Thursday, March 6, 2014

Holocaust Reflection : Reflection on Us

Visiting the Holocaust Museum is a difficult subject, especially in Israel. Unlike many museums which are houses of a people's history and triumph, this museum is a walk through a people's history and suffering. The Holocaust stands as a mark of identity for modern-day Jews just as World War II stands as a mark of identity for most Westerners of the past three generations (born 1910-1995).

We are now moving into the third and fourth generations past the Holocaust and WWII, where things such as “Nazi” and “Communist” and people such as Hitler and Stalin have become more of a byword than a warning for future generations. Many people are all too likely to associate government actions with the Nazi party and many people are just as ready to roll their eyes.

When visiting Yad Vashem (the site of the Museum) I entered with a reverent and somber silence, in my mind befitting such a chapter of our human history. I found it odd, then, to find teenagers in there laughing, boyfriend and girlfriend attempting to have an intimate moment in the shadow of child torture, or as some friends cited, a teenager goosestepping out of the museum.

This is our humanity: how quickly we forget, how quickly we stop caring.

As we all grow older and as time marches forward we find how chilling and correct these words are: “For of the wise man as of the fool there is no enduring remembrance, seeing that in the days to come all will have been long forgotten” (Ecc 2:16a).
Part of the ministry of Yad Vashem is to give some sort of remembrance to the names and people who were lost.

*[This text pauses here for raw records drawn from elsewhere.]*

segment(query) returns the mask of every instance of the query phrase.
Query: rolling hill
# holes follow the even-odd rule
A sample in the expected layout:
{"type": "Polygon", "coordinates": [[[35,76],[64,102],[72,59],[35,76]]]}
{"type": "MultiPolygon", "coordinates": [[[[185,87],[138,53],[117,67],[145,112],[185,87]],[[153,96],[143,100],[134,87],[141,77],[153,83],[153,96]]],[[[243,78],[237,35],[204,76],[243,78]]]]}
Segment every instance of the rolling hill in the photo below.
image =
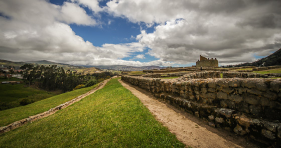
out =
{"type": "Polygon", "coordinates": [[[142,71],[143,70],[151,70],[166,68],[166,67],[161,67],[159,66],[132,66],[122,65],[95,66],[93,66],[101,69],[120,71],[142,71]]]}
{"type": "Polygon", "coordinates": [[[246,62],[234,66],[234,67],[255,66],[281,66],[281,48],[271,54],[252,62],[246,62]]]}

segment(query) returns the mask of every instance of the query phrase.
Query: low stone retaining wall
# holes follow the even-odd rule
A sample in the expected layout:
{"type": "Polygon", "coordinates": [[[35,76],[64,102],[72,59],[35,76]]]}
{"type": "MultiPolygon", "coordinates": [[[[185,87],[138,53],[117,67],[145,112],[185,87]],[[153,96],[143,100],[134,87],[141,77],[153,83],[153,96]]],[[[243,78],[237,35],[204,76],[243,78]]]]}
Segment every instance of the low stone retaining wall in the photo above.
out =
{"type": "Polygon", "coordinates": [[[247,134],[263,142],[280,144],[281,79],[185,76],[164,80],[123,76],[122,80],[209,121],[211,126],[247,134]]]}
{"type": "Polygon", "coordinates": [[[228,68],[229,70],[238,70],[238,69],[244,69],[244,68],[256,68],[254,66],[242,66],[239,68],[228,68]]]}
{"type": "Polygon", "coordinates": [[[36,115],[32,116],[29,116],[28,118],[26,118],[23,120],[21,120],[19,121],[15,122],[13,123],[12,123],[7,126],[2,126],[0,127],[0,134],[2,134],[5,132],[9,132],[11,130],[17,128],[19,127],[20,127],[29,122],[31,122],[37,120],[38,119],[40,119],[46,116],[47,116],[49,115],[54,114],[55,112],[57,112],[57,111],[60,110],[61,109],[64,108],[71,104],[81,100],[82,98],[85,98],[86,96],[88,96],[89,94],[93,93],[95,92],[97,90],[99,89],[100,86],[103,85],[105,82],[102,82],[99,84],[98,86],[96,88],[93,88],[93,90],[91,90],[90,91],[87,92],[86,94],[83,94],[80,95],[70,101],[67,102],[64,104],[62,104],[60,105],[59,105],[54,108],[52,108],[49,110],[48,111],[45,112],[43,113],[39,114],[36,115]]]}
{"type": "Polygon", "coordinates": [[[254,72],[222,72],[223,78],[274,78],[281,77],[281,74],[260,74],[254,72]]]}

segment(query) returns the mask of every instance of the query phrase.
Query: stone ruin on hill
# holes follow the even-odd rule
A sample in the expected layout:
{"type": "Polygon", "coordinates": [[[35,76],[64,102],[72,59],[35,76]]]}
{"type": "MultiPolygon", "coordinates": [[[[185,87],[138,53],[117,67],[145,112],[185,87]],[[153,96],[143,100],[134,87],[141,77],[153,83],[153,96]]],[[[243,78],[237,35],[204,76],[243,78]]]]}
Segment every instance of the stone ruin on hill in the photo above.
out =
{"type": "Polygon", "coordinates": [[[196,67],[218,67],[219,62],[216,58],[213,59],[207,58],[205,57],[200,56],[199,60],[196,62],[196,67]]]}
{"type": "Polygon", "coordinates": [[[281,78],[244,73],[224,72],[223,77],[228,78],[223,78],[220,71],[187,73],[173,79],[162,79],[161,74],[121,78],[210,126],[281,147],[281,78]]]}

It's easy to blame these kids, but such is the time, era, and maturity we all came from. Some grow up to recognize immaturity, others grow into immaturity.

One important lesson I took from the Holocaust and the museum is prefaced by the following statements:

1) Ordinary men and women did horrible things out of fear, vice, coercion, and sometimes all three.

2)Both religion and science were used as tools to carry out this exercise; any blame of one or the other would be dishonest and folly.

The important lesson to take from such a chapter of our history is to see ourselves in that history. This is not to see you or I caused the Holocaust, but to see how, in the human condition, vice and sin caused it, as it causes the greatest tragedies.

Fear keeps us from doing good, but vice helps us to spread evil. Many will say, “I haven't killed anyone, I haven't stolen anything. I'm a good person!” History seems to say, “Just give yourself a chance.”

How easy it is to call ourselves enlightened, intelligent, and wise in the face of such things. It would be unwise to see the little evils we allow in our own lives as “good” just because they aren't “really bad.” The road to great evils begins with tolerating small evils. In my mind the easiest source of determining evil begins with the dignity of the human person.

In any era and in any place the first people to suffer, in good times or bad, are the ones who are despised and defenseless. This can be the unborn, the abused, the poor, addicts, or the mentally disabled. Furthermore they can be, in the right circumstances, those imprisoned, homosexuals, religious, or even a-religious.

Many evils are carried out for greater goods or ideologies that don't need wrinkles—and while it's easy to blame religion alone in this sphere, anything secular or otherwise would subscribe to folly if they thought it was true.

Even more evils are carried out because we lack the ability to forgive and seek forgiveness. An open wound festers, but a bound wound has a chance to heal. I find that this is the hardest thing to learn: forgiveness and self-forgiveness.

Humanity likes to see itself in great triumphs and accomplishments, but it's much harder to look in the mirror when it's something disfigured and horrible. But in looking upon it there is also healing. In accepting the evil we do and converting from it there is progress.

We rightly pray this Lent for mercy because we need it, and we know we do. “My sacrifice to God is a contrite spirit, a humbled and contrite heart you will not spurn” (Ps 51:17).

This Lent say a special prayer for the many families and lives ruined or lost by war and evil.